During the Clippers' off-season, we will take a look at how each player on the team performed last season. Here's an evaluation of All-Star center DeAndre Jordan.
Jordan led the league in rebounding average (15.0), defensive rebounds (10.1) and was fourth in blocks per game (2.23). He grabbed 1,226 rebounds in the 2014-15 season, setting a single-season franchise record for the Clippers. Jordan also averaged career highs in points (11.5) and field-goal percentage (71%).
Clippers Coach Doc Rivers has repeatedly called Jordan the best defender in the league, and his teammates have said throughout the season that much of what he does doesn't even show up on the stats sheets, such as altering shots and preventing dribble penetration.
In March, Rivers said that if Jordan didn't win defensive player of the year, he would launch an investigation.
"He's clearly the defensive player of the year," Rivers said of Jordan. "If anybody else gets that award, we need to have an investigation. ... What he's doing defensively, if he was doing that offensively, he would be recognized as the MVP or one of them, but because it's defense, no one notices."
Jordan ended up coming in third for that defensive honor, behind Kawhi Leonard and Draymond Green. The Clippers' center, however, was later named to the NBA's all-defensive first team this season for the first time in his career.
Jordan was also passed over for the All-Star team, despite heavy lobbying from Rivers for him to be voted onto it by the coaches.
Said Rivers in January: "Every coach tells you that they want their players to sacrifice and be All-Star role players, then you have a guy that actually does it and they don't reward him. It just makes no sense to me. I'm trying to get the coaches to back their talk up basically and vote for DJ."
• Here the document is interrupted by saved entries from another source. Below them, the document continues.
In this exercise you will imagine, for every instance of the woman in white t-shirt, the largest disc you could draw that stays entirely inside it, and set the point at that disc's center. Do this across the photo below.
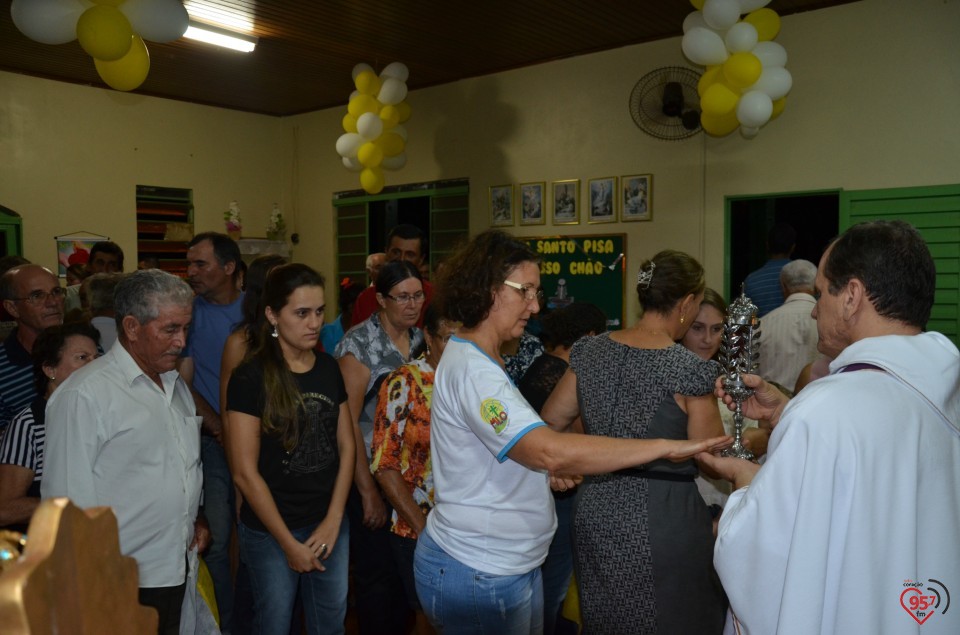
(477, 562)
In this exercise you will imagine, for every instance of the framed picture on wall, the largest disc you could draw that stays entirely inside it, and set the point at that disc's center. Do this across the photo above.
(602, 200)
(501, 205)
(566, 202)
(636, 197)
(531, 204)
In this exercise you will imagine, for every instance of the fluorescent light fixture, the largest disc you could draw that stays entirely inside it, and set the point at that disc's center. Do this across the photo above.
(220, 37)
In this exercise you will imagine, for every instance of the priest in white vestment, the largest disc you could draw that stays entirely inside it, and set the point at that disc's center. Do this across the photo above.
(852, 526)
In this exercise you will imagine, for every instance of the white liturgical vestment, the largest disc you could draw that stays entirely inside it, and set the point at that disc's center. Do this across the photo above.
(852, 526)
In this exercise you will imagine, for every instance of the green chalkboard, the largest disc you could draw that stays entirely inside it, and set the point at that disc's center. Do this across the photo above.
(583, 269)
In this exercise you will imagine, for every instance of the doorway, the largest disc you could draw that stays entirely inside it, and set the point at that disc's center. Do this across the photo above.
(815, 216)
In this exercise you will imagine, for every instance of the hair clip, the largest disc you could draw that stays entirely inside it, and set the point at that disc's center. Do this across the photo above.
(645, 276)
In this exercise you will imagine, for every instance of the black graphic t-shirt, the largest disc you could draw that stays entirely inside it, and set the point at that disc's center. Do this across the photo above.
(301, 482)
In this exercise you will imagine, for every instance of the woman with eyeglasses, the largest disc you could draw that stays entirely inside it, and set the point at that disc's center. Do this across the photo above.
(368, 353)
(57, 352)
(477, 562)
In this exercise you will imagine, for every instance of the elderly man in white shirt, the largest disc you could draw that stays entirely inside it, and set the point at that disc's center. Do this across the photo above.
(124, 433)
(788, 334)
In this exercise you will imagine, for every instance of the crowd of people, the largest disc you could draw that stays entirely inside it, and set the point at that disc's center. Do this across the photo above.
(428, 460)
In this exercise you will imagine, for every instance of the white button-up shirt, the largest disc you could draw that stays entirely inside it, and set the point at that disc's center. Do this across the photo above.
(115, 438)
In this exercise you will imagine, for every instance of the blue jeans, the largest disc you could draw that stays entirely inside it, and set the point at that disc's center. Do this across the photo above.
(558, 567)
(218, 506)
(460, 600)
(274, 583)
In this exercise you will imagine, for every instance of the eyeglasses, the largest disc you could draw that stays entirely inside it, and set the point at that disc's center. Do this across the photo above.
(38, 297)
(406, 298)
(529, 292)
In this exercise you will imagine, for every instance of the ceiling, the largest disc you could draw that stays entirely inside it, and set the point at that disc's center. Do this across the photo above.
(308, 48)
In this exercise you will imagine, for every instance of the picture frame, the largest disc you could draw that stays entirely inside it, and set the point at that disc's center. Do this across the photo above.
(602, 200)
(531, 203)
(501, 205)
(566, 202)
(636, 197)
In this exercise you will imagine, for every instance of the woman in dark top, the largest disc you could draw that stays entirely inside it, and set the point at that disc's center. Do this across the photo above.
(291, 449)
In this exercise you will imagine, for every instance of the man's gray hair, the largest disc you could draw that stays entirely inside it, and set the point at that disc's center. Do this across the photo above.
(798, 275)
(142, 293)
(99, 289)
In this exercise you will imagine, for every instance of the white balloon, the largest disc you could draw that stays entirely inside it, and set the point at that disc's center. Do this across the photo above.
(754, 109)
(703, 46)
(775, 82)
(741, 38)
(369, 126)
(392, 92)
(348, 144)
(770, 54)
(396, 70)
(157, 20)
(48, 21)
(746, 6)
(721, 14)
(359, 68)
(694, 19)
(394, 163)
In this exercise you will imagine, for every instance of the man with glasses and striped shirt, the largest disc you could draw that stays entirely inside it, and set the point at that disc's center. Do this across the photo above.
(34, 297)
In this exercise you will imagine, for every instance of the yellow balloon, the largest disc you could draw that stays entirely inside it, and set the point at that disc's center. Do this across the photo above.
(391, 143)
(370, 155)
(719, 100)
(128, 72)
(371, 179)
(712, 75)
(367, 83)
(349, 123)
(362, 104)
(778, 106)
(719, 125)
(104, 33)
(742, 70)
(390, 116)
(766, 21)
(404, 109)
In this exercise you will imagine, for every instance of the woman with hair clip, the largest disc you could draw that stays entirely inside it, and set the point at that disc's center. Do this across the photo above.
(643, 536)
(291, 449)
(477, 561)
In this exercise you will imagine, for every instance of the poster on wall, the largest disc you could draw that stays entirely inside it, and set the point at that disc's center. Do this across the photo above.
(74, 249)
(586, 268)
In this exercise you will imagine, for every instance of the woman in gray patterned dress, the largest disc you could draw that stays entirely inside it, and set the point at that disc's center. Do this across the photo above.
(642, 536)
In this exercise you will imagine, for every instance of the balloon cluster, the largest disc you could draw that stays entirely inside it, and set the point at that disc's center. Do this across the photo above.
(375, 138)
(745, 83)
(110, 31)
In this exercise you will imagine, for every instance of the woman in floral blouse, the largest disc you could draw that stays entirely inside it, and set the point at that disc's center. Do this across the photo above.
(401, 450)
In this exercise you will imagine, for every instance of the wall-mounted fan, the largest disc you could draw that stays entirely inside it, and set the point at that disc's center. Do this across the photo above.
(665, 103)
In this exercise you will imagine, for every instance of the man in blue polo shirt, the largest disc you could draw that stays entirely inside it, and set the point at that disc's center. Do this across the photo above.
(213, 268)
(763, 285)
(32, 295)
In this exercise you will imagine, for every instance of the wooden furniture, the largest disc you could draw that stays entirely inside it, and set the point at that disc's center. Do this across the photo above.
(72, 579)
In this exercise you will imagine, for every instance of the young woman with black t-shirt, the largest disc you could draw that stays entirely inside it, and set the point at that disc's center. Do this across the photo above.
(291, 449)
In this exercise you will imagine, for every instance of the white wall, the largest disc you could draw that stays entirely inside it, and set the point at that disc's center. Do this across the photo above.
(874, 104)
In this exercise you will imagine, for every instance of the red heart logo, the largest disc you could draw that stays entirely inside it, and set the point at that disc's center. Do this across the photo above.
(920, 604)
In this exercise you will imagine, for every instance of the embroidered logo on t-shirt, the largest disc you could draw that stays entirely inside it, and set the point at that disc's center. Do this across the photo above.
(495, 413)
(920, 603)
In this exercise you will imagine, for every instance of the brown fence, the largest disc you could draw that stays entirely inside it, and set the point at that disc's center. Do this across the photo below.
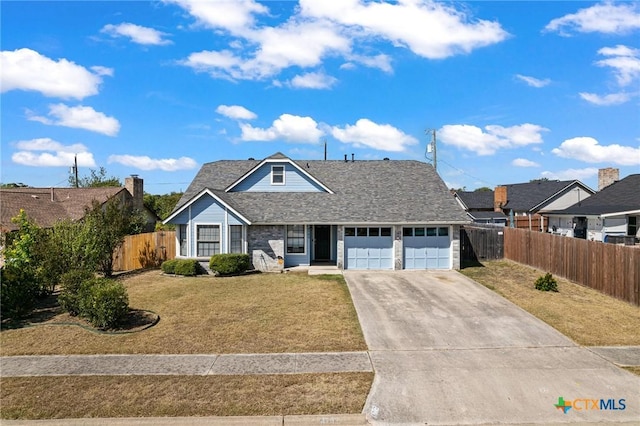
(481, 243)
(609, 268)
(145, 250)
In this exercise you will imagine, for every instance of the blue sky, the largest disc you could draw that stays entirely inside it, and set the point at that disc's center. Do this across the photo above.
(515, 90)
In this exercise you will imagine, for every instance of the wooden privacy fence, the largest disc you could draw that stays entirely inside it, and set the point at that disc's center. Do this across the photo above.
(145, 250)
(609, 268)
(481, 243)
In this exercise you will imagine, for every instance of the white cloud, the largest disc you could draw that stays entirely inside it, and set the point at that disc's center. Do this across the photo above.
(607, 18)
(430, 29)
(496, 137)
(523, 162)
(234, 16)
(55, 154)
(26, 69)
(588, 149)
(137, 33)
(236, 112)
(313, 80)
(79, 117)
(625, 62)
(290, 128)
(147, 163)
(533, 82)
(606, 100)
(365, 132)
(571, 174)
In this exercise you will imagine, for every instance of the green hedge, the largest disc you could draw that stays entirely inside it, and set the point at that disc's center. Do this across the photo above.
(71, 282)
(104, 302)
(228, 264)
(186, 267)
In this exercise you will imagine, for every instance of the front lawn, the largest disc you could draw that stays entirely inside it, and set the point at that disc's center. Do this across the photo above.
(261, 313)
(586, 316)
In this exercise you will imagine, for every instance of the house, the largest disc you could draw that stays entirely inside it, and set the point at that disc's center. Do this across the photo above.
(479, 207)
(387, 214)
(46, 206)
(612, 212)
(529, 201)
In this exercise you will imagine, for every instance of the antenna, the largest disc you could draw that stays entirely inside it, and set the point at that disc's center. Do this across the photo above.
(432, 149)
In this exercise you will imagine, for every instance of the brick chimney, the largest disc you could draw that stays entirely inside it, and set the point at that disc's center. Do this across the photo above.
(499, 198)
(135, 186)
(607, 176)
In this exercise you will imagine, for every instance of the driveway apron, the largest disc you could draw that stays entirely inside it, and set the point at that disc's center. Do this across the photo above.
(446, 350)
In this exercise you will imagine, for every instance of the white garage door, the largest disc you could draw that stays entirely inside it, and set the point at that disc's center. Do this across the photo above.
(426, 248)
(368, 248)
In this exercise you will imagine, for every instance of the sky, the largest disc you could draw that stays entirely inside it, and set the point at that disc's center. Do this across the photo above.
(513, 90)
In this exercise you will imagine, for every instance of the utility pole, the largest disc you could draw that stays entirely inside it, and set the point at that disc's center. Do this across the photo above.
(75, 168)
(432, 149)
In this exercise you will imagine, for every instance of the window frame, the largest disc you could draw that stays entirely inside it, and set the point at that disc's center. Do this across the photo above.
(274, 174)
(304, 240)
(220, 239)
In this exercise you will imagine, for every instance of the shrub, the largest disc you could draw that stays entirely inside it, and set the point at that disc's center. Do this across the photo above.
(71, 283)
(547, 283)
(103, 302)
(169, 266)
(187, 267)
(233, 263)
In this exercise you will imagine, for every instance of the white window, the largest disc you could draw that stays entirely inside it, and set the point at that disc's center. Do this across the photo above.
(296, 239)
(208, 237)
(182, 238)
(235, 239)
(277, 175)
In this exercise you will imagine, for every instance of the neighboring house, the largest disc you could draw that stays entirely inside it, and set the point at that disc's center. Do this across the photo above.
(46, 206)
(479, 207)
(614, 211)
(533, 199)
(385, 214)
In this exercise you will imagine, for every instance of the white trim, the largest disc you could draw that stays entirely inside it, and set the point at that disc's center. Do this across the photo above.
(286, 240)
(284, 175)
(195, 236)
(278, 160)
(197, 197)
(628, 212)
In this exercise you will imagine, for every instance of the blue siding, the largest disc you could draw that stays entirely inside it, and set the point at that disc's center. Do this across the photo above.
(260, 181)
(206, 211)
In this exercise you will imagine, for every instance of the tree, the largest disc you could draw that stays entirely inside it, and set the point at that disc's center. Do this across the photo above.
(96, 178)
Jordan stepped up for the Clippers in a big way in February and March after Blake Griffin was sidelined for 15 games because of a staph infection in his right elbow that required surgery. Jordan had successive 20-20 performances, with 22 points and 27 rebounds on Feb. 9, and 24 points and 20 rebounds on Feb. 11. The following game, he fell two rebounds shy of another 20-20 game, finishing with 26 points and 18 rebounds. In Griffin's absence, Jordan had 15 or more rebounds in 13 of the team's 15 games.
His big weakness, of course, remains his free-throw shooting, where he shot only 39.7% during the regular season and 42.7% in the playoffs. Teams would often capitalize on his weakness by hacking him. After one stretch in February in which Jordan shot 54 free throws over two games, Jordan acknowledged being frustrated by the strategy.
"After a while it kind of wears on you," Jordan said. "Running up and down and getting hit by somebody that's 280 pounds, it sucks."
In the playoffs, Jordan averaged a career-high 13.1 points on 71.6% shooting. He also averaged 13.4 rebounds a game and 2.4 blocked shots.
Jordan becomes a free agent July 1, and Rivers said the Clippers are prepared to offer him a maximum contract.
"There's going to be a lot of teams [coming after him], and if they're not, there are a lot of dumb teams out there," Rivers said during exit interviews. "There's going to be a lot of teams coming after him that have money. There's a lot of them that don't, thank God. That helps us."
Jordan has been with the Clippers his entire seven-season career, and after L.A. was eliminated from the playoffs by the Houston Rockets in Game 7 of the second round, he said he had not yet thought about free agency.